Releases: PKU-YuanGroup/UniWorld
Releases · PKU-YuanGroup/UniWorld
Release v2.0.0
🚀 Introducing UniWorld-V2: Reinforce Image Editing with Diffusion Negative-aware Finetuning and MLLM Implicit Feedback!
🌟 Surpassing GPT-Image-1 on multiple benchmarks, it showcases superior fine-grained control and complex language capabilities! Now, the new model, training framework, and evaluation results are fully open-source!
✨ Key Highlights
- 🧠 We introduce UniWorld-R1, the industry's post-training framework for image editing based on Reinforcement Learning (RL) policy optimization. It leverages our novel DiffusionNFT technique for more efficient training and compatibility with high-order samplers.
- 🏆 We pioneer the use of a Multi-modal Large Language Model (MLLM) as a training-free reward model. By leveraging its logits output for fine-grained feedback, we significantly improve the model's alignment with human intent.
- 🥇 UniWorld-V2 achieves new SOTA results, scoring an impressive 7.83 on GEdit-Bench (surpassing GPT-Image-1's 7.53) and leading on ImgEdit with 4.49, outperforming all known open and closed-source models.
- 🎨 We demonstrate unprecedented fine-grained controllability, including mastering complex artistic Chinese characters, achieving precise spatial editing with "Redbox Control," and rendering realistic global light & shadow fusion—capabilities that are challenging for traditional SFT models.
🔭 Future Work
- Continue collecting data and explore joint training with Visual Language Models (VLMs).

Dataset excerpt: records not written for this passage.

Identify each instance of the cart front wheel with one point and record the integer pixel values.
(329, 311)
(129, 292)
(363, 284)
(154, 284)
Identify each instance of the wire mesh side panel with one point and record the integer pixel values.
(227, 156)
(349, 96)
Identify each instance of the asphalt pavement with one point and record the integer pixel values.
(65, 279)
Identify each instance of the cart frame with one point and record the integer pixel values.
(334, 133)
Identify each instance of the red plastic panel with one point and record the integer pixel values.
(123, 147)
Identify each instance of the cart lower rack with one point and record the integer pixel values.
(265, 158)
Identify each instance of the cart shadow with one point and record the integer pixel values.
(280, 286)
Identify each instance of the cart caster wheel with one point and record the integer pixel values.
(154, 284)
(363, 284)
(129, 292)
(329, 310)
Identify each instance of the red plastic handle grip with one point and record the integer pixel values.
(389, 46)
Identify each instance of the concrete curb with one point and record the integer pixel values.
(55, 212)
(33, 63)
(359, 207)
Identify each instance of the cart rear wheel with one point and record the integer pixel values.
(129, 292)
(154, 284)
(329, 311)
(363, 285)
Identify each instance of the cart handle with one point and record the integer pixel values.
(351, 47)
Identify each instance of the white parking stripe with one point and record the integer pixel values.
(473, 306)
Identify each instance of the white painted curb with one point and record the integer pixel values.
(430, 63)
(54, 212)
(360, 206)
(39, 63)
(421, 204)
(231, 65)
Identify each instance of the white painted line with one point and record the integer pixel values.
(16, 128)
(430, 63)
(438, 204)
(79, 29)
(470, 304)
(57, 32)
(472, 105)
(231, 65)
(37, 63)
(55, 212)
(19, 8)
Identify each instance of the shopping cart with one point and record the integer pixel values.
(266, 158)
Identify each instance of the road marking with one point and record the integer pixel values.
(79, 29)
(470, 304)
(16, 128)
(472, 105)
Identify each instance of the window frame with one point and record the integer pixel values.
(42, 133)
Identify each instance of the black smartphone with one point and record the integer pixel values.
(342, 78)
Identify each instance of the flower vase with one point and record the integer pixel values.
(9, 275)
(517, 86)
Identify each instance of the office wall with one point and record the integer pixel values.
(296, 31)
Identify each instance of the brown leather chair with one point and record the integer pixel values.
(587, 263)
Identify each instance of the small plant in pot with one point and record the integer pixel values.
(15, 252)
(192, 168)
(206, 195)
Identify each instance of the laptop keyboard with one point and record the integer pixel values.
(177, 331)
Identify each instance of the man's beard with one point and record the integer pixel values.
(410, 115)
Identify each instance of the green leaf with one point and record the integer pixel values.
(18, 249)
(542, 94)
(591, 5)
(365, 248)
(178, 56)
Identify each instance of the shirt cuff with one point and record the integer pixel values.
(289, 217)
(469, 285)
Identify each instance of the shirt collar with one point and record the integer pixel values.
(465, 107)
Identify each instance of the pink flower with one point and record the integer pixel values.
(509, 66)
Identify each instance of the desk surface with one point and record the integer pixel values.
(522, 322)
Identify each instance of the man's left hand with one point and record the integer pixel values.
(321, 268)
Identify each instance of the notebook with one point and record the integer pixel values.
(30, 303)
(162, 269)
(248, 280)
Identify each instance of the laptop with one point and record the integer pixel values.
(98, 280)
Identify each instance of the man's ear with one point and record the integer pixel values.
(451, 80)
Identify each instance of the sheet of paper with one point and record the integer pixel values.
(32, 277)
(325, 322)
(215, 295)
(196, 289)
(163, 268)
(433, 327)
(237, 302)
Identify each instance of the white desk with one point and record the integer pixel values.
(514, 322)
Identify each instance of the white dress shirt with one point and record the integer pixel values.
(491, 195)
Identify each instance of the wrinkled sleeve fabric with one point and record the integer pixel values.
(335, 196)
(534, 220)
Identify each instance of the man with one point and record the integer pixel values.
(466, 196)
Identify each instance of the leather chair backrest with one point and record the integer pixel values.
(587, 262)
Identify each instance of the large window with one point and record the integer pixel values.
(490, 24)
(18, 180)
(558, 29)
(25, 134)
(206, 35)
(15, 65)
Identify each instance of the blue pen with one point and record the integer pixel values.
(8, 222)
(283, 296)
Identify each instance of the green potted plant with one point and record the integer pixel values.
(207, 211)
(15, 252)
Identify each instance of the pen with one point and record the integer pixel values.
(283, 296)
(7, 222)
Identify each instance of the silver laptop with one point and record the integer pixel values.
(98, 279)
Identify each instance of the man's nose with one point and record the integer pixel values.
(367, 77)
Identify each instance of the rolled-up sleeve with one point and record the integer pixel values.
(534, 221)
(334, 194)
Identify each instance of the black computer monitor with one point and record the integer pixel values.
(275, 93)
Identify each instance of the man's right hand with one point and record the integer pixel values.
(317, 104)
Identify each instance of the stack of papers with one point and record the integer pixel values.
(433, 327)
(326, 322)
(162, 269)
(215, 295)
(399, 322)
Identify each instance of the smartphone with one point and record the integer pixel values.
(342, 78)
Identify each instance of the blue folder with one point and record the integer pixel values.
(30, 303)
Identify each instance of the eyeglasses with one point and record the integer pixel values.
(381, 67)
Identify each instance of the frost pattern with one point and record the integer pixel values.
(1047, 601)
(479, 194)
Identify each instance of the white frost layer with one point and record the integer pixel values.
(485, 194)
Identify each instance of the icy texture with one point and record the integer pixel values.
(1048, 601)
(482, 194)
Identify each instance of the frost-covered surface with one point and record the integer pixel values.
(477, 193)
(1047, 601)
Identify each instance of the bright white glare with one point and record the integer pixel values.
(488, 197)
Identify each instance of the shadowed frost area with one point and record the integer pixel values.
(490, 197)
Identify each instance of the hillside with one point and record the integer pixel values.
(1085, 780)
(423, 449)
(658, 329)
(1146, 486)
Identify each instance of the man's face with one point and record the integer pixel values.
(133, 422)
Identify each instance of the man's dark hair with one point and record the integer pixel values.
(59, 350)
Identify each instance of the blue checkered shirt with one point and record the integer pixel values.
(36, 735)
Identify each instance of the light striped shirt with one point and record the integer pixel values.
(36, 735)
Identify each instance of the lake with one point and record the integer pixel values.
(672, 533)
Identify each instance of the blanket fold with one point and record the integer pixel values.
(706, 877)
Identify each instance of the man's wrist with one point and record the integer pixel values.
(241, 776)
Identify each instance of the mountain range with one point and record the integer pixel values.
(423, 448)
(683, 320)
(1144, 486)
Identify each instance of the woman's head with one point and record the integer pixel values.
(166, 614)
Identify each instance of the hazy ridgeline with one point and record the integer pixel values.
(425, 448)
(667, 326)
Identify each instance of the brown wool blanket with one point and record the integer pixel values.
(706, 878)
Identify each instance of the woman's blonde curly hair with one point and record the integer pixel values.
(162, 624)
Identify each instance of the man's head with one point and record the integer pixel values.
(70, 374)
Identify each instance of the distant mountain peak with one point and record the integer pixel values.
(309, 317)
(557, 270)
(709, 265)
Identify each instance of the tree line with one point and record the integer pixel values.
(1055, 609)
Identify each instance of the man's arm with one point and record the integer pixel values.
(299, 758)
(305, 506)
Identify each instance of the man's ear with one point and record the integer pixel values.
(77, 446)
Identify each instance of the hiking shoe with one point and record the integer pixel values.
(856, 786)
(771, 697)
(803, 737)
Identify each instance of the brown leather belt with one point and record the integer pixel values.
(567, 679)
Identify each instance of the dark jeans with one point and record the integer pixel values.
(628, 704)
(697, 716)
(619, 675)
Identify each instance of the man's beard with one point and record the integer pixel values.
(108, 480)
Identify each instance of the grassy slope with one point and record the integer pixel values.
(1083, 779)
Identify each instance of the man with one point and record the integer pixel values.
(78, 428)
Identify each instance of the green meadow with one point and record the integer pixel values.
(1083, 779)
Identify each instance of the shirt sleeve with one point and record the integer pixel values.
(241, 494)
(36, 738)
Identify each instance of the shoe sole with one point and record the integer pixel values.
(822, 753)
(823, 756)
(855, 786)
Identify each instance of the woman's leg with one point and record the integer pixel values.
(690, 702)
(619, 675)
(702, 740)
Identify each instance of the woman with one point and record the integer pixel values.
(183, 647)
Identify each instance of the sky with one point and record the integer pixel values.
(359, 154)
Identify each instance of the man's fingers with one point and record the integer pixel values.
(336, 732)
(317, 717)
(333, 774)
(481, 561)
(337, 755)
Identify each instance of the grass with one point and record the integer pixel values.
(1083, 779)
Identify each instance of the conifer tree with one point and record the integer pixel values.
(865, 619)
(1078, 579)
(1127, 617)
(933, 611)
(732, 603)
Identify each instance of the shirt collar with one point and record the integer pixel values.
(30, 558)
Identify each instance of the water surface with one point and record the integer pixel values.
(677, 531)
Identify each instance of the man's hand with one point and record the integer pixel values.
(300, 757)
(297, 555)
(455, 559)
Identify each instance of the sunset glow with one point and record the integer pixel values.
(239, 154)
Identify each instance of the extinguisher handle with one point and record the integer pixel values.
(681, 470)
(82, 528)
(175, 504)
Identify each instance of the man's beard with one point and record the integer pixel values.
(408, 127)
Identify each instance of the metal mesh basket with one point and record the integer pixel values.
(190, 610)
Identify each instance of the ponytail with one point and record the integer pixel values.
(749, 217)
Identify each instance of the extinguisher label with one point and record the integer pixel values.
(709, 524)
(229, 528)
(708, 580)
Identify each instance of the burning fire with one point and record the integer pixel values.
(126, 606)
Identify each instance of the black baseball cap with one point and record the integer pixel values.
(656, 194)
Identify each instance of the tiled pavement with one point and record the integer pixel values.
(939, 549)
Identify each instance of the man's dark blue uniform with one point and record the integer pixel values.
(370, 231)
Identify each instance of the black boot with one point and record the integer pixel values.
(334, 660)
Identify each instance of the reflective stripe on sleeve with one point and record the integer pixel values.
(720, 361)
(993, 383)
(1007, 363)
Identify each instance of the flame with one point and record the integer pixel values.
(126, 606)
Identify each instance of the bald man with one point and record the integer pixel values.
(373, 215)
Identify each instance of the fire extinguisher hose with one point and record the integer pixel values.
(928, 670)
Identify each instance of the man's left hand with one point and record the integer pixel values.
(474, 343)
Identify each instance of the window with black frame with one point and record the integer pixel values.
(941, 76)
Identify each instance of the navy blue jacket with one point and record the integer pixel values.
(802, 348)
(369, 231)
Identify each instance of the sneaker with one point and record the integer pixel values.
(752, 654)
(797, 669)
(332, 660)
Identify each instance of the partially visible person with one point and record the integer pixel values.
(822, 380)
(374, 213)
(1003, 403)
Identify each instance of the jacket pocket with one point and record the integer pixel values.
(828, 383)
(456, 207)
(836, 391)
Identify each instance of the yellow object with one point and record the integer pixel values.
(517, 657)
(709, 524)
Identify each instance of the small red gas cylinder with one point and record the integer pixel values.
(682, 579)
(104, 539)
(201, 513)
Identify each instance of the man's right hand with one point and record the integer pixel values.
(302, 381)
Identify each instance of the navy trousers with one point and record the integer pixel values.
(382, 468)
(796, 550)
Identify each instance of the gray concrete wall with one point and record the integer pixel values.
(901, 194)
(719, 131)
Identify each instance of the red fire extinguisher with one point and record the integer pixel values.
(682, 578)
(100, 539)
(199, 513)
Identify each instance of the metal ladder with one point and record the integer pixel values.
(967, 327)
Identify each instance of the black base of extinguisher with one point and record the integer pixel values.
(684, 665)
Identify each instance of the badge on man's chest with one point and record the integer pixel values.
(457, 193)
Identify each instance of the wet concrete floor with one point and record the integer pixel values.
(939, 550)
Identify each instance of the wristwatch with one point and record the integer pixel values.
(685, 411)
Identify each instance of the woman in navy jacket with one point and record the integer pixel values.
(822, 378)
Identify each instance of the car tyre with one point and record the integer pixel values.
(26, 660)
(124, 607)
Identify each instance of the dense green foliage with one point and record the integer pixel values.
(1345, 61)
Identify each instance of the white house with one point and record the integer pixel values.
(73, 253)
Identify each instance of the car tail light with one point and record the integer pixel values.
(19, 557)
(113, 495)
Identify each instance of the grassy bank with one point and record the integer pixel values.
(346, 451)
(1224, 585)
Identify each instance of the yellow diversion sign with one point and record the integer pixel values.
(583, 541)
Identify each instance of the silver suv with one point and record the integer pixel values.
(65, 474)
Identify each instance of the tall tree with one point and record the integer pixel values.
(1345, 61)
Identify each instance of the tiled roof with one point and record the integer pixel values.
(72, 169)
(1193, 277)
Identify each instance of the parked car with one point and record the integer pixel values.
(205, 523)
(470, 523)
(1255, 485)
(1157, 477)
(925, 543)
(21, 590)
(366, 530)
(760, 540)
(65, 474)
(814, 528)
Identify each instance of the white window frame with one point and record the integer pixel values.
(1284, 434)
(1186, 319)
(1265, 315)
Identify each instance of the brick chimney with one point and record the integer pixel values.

- Integrate higher-resolution semantic encoders or adopt VLM techniques like multi-scale image gridding to increase input image resolution.
Release v1.0.0
🚀UniWorld: a unified model that skips VAEs and uses semantic features from SigLIP! Using just 1% of BAGEL’s data, it outperforms on image editing and excels in understanding & generation.
🌟Now data, model, training & evaluation script are open-source!
Key features:
- We observe that GPT-4o likely employs a non-mandatory VAE injection, making it difficult to preserve low-level features consistent with the reference image.
- We demonstrate remarkable image perception capabilities, surpassing those of GPT-4o.
- We used only 2.7M data samples—just 0.1% of BAGEL—achieving high efficiency. All data, training and evaluation code, and models have been fully open-sourced.
Future works:
- Continue collecting data and perform joint training with a VLM.
- Integrate higher-resolution semantic encoders or adopt VLM techniques to increase input-image resolution, such as multi-scale image gridding.